An OECD fragility framing is helpful here: fragility is not simply low income or institutional weakness; it is a condition in which political, economic, and security risks interact and reinforce one another over time. South Sudan’s governance challenge sits precisely in that interaction. [OECD States of Fragility 2025]
The policy conclusion is therefore plain. Treating South Sudan as a blank slate encouraged the international community to build for an imagined state—one funded by taxes, enforced through unified institutions, and legitimated through formal service delivery. South Sudan’s actual state has been closer to a negotiated order financed by concentrated rents, mediated by local authority, and stabilised through bargaining in the security arena.
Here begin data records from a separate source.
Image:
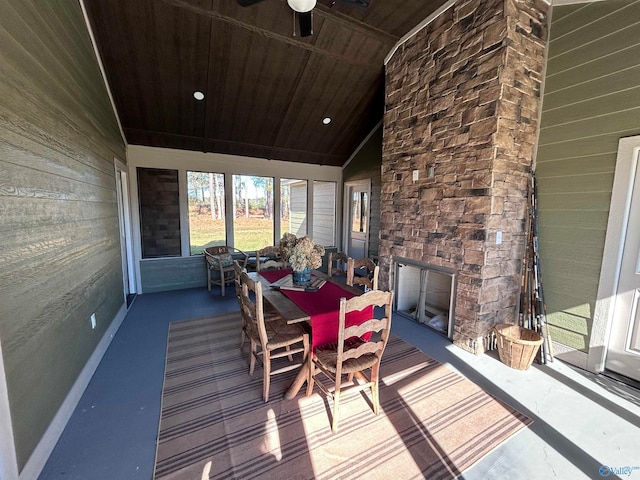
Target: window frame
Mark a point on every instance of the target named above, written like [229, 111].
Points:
[229, 165]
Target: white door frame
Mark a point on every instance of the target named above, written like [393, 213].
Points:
[346, 211]
[124, 219]
[626, 161]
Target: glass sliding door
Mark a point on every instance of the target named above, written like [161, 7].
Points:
[206, 210]
[253, 217]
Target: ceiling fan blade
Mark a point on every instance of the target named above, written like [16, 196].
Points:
[247, 3]
[306, 23]
[355, 3]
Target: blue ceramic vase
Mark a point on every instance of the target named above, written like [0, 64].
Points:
[302, 277]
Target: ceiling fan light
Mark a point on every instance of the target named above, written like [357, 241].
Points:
[302, 6]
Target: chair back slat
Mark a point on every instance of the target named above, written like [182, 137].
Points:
[364, 349]
[254, 308]
[363, 265]
[374, 298]
[373, 325]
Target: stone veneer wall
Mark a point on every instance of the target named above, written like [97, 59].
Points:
[463, 97]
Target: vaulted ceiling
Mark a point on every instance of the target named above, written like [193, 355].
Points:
[267, 89]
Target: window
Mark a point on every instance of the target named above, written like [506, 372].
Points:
[206, 210]
[359, 213]
[324, 213]
[159, 212]
[253, 220]
[293, 206]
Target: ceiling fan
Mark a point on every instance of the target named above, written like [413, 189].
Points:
[304, 10]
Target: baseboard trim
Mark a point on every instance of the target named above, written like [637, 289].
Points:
[40, 455]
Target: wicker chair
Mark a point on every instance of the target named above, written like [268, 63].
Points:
[337, 264]
[270, 340]
[272, 256]
[219, 260]
[351, 355]
[367, 270]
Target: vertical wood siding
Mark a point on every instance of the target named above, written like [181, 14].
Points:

Policies built on the wrong state model will continue to miss the binding constraints.
South Sudan did not need romanticisation, nor did it need punitive scepticism. It needed a prior act of institutional recognition: an excavation of how authority and revenue actually functioned, and how they had functioned for decades. Without that, reforms became attempts to paint over a load-bearing structure whose materials were never inspected.